Understanding drug and actives release through micelles by using mesoscopic simulations

Micelles, spontaneously forming from for example block copolymers in aqueous media, have been extensively studied as a potential carrier of poorly water-soluble drugs and other active components, but uptake pathways and stability of micelles have not yet been clearly understood. An in-depth insight into the physical and chemical behavior of micelles is necessary for designing the next-generation micelles.


Almost one-third of newly discovered drugs are highly insoluble in water, but there is no standard method to solubilize such drugs [1]. As a result of the capability to load lipophilic molecules into the hydrophobic core, polymer micelles have been widely used to solubilize and deliver poorly water-soluble drugs. Besides the solubilizing power, the micellar drug carriers have several important properties. First, the hydrophilic corona creates a highly water-bound barrier, which blocks the adhesion of of other hydrophobic compounds. Second, owing to the nanoscale size (5 – 200 nm in diameter), micelles retard the rate of body clearance by filtration.


This nanoscopic size of the micelles also makes them ideal candidates for atomistic and mesoscopic simulations. The drug loading capacity of micelles can be significantly enhanced, when the hydrophobic interaction between polymers and drugs, which has been considered as the main mechanism to load poorly soluble drugs, is combined with other interactions such as hydrogen bonding, electrostatic interaction and dipole-dipole interaction, all properties which can be examined by simulation techniques and so insight can be gained otherwise not accessible. For example, it has been found that the stability of a phospholipid membrane, expressed by the area stretch modulus, is dependent on the tail length, a behavior which is well reproduced in Dissipative Particle Dynamics(DPD) simulations [2].


Additionally, the micelle-cell interaction, which lays one of the most fundamental and significant bases for micellar chemotherapy remains poorly understood and therefore should be continuously investigated to develop next-generation micelle systems to provide better efficiency. The cell membrane, usually made of phospholipid bilayers, has also been extensively studied by mesoscale simulations.


In the DPD method molecules of a fluid are grouped together to form fluid elements, or beads, that interact via soft, short-range forces. Figure one illustrates this difference between atomistic and mesoscopic modeling by showing a phospholipid molecule in atomistic and bead representation.


DPD was introduced in 1992 by Hoogerbrugge and Koelman, who applied it to measure the hydrodynamic drag on a cylinder in a moving fluid [3]. The algorithm was modified by Groot and Warren and used to study the phase separation of immiscible polymeric fluids [4]. Their scheme has since been used to investigate pore formation in amphiphilic bilayers [5], to follow the self-assembly and behavior of vesicles [6] and to calculate the material properties of other polymeric systems, for example the agglomeration of Carbon nanotubes in polymers [7].


Figure 1: Atomistic(left) and mesoscale(right) representation of dipalmitoylphosphatdycholine(DPPC)

At concentration levels between 3 and 6 % in aqueous solutions phospholipids like the one above spontaneously form lipid bilayers, figure 2 shows such a bilayer composed of a dipalmitoylphosphatdycholine type lipid with symmetrical hydrophobic chains simulated by Dissipative Particle Dynamics(DPD), using the LAMMPS DPD functionality within Scienomics MAPS platform.


Figure 2: Spontaneously formed lipid bilayer of DPPC as simulated by DPD

Of significant commercial and scientific interest is also the micelle/ cell interaction, which can be simulated by bringing a micelle and a lipid bilayer in contact.

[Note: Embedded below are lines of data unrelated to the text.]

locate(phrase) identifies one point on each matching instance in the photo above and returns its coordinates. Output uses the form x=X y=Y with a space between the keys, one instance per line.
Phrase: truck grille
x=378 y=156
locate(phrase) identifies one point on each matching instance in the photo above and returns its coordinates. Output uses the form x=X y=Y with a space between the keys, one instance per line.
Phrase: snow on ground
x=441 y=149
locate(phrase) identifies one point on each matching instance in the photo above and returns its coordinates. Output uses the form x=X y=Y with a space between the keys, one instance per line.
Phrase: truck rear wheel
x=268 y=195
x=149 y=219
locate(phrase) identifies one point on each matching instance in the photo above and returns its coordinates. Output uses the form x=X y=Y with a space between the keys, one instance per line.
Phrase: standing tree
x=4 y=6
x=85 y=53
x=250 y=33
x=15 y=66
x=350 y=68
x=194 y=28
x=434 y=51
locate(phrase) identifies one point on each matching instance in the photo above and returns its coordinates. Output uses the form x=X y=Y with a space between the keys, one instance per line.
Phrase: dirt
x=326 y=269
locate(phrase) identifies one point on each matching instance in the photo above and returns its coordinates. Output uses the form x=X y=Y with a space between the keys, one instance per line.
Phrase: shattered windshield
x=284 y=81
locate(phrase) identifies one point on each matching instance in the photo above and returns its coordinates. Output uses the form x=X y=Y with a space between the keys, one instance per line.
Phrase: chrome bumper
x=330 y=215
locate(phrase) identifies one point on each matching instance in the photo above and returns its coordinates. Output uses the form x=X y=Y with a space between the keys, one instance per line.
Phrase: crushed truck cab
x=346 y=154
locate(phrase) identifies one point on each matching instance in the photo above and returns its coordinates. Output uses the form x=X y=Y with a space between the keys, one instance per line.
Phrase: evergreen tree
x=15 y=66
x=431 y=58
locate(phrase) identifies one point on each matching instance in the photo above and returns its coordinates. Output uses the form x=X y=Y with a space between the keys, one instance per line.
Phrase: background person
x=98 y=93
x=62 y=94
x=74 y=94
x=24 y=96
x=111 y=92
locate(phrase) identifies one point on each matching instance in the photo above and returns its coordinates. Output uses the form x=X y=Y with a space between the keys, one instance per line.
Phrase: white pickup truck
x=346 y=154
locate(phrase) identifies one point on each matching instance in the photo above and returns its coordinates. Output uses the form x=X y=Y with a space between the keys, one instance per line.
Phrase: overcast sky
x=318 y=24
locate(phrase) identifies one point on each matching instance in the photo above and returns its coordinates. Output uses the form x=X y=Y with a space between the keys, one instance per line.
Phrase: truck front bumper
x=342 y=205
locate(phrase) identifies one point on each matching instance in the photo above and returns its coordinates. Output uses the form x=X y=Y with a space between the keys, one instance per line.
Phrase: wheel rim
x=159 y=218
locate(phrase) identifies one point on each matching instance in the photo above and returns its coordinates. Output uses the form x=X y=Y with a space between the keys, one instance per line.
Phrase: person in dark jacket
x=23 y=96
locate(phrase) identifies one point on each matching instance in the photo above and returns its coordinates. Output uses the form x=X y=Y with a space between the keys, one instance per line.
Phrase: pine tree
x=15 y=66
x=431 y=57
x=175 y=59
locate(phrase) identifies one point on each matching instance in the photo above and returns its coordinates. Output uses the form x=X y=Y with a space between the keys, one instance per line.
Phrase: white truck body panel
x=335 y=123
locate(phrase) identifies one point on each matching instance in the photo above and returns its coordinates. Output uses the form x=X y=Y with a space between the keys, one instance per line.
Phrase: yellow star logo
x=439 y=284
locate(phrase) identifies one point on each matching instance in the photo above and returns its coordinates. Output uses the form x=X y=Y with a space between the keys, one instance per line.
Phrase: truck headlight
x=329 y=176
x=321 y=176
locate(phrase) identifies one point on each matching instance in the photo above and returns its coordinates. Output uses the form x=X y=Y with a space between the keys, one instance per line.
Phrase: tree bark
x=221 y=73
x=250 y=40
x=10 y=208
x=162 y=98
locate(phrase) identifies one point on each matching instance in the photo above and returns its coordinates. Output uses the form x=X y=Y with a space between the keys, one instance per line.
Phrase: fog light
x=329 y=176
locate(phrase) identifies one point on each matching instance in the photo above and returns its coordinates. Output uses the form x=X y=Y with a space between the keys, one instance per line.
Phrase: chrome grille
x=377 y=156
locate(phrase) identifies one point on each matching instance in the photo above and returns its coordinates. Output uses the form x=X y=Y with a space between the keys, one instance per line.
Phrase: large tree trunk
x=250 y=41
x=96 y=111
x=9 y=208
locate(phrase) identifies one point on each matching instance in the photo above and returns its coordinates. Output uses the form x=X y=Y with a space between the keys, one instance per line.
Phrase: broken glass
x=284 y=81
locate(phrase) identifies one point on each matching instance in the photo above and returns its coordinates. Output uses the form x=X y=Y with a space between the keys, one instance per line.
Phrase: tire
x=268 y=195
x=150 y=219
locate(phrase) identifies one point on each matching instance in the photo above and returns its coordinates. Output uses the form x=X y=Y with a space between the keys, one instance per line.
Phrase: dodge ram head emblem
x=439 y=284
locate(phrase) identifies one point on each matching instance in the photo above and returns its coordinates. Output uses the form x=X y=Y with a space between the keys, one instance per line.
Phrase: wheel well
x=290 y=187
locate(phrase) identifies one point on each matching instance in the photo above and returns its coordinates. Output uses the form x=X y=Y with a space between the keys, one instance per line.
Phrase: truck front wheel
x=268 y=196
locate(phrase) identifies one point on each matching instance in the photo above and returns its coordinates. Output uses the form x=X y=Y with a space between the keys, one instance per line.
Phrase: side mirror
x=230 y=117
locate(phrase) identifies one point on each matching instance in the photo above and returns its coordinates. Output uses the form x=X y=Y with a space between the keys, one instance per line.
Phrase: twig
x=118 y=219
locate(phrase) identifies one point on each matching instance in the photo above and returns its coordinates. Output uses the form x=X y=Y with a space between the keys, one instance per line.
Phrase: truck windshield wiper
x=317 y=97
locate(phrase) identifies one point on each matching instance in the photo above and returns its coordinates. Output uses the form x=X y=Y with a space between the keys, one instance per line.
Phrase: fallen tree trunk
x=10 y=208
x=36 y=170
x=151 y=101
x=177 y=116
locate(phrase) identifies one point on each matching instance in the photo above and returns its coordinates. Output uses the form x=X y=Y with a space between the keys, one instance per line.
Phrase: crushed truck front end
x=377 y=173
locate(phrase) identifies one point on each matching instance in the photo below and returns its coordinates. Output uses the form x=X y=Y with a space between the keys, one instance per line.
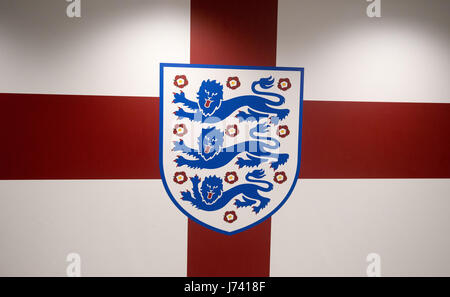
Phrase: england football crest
x=230 y=140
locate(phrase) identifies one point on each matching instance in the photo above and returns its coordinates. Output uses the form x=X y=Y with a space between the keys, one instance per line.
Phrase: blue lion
x=210 y=106
x=212 y=155
x=211 y=197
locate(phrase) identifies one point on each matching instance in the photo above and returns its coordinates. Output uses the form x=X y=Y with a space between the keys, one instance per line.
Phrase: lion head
x=210 y=142
x=210 y=96
x=211 y=189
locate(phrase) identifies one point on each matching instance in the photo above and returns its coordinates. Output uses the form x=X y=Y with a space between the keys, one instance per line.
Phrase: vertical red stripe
x=375 y=140
x=232 y=33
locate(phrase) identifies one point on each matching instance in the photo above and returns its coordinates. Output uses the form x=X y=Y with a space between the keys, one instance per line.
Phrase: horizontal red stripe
x=78 y=137
x=375 y=140
x=95 y=137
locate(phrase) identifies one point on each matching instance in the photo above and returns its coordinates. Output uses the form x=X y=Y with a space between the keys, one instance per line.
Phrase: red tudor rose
x=283 y=131
x=230 y=216
x=180 y=130
x=280 y=177
x=284 y=84
x=231 y=177
x=180 y=177
x=233 y=82
x=180 y=81
x=232 y=130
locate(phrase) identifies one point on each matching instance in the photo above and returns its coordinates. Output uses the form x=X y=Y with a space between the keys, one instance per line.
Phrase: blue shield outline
x=161 y=137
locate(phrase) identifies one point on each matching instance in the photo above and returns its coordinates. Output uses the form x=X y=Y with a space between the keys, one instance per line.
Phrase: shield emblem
x=230 y=140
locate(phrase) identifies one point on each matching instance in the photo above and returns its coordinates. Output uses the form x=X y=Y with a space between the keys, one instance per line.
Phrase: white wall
x=329 y=226
x=114 y=49
x=402 y=56
x=118 y=227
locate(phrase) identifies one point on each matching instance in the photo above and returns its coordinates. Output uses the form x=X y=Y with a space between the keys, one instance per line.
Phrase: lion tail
x=266 y=83
x=255 y=176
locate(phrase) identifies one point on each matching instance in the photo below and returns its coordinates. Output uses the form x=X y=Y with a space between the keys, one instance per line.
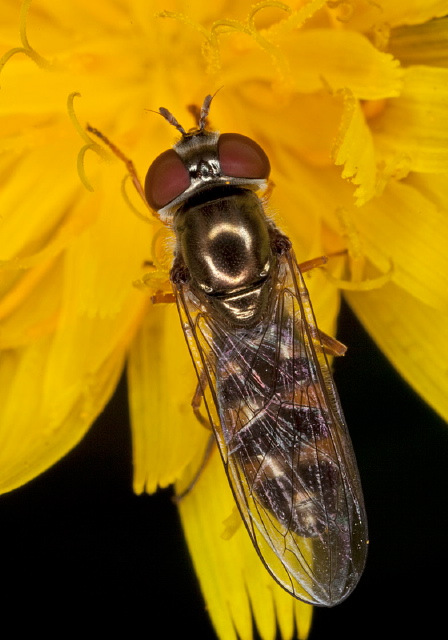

This interest is huge, because the membrane/ cell interaction lays one of the most fundamental and significant bases for micellar drug release, but it remains poorly understood.

The same holds true for the release of drugs, dyes and other actives into the cell membrane. What happens, when a micelle drifts towards a cell membrane and gets in contact has been simulated again by using Dissipative Particle Dynamics. The sequence of pictures in figure three illustrate such an event, it shows the micelle before, during and after contact with the membrane. Clearly can be seen that the phospholipid micelle is integrated into the bilayer and the active compound(light blue) is released into the hydrophobic inside of the bilayer.


Figure 3: Micelle merging with cell membrane, the sequence is approach, contact, contact deform, absorbtion

For the activity of any active ingredient it is important to understand how the active then interacts with the inner membrane, and whether it is released into the cell itself. Experiments have shown, that the hydrophilic shell even of polymer micelles is not totally inert. It has been observed that polymer micelles enter cells by means of endocytosis. Researchers demonstrated that fluorescent dyes
loaded in micelles are located inside cells after incubation. Cellular uptake of a tritiated drugs was enhanced by using the micellar carrier [8]. It was also reported that polymer micelles
consisting of dye-labeled polymers were successfully internalized with [9] or without loading drug [10] .


The dynamics of a dye within the cell membrane has been studied by means of the above mentioned DPD simulation method, and it has been proven that the dye diffuses actively within the plane of the membrane, occasionally also leaving the membrane. Figure 4 shows the mean square displacement of the drug in the x, y and z direction of the membrane. The in plane diffusion can be monitored in the MSD plot, also a dye molecule leaving the membrane is displayed.


Figure 4: Dye molecule(purple) leaving the membrane(left) and MSD plot of dye molecules in x, y and z- direction(right)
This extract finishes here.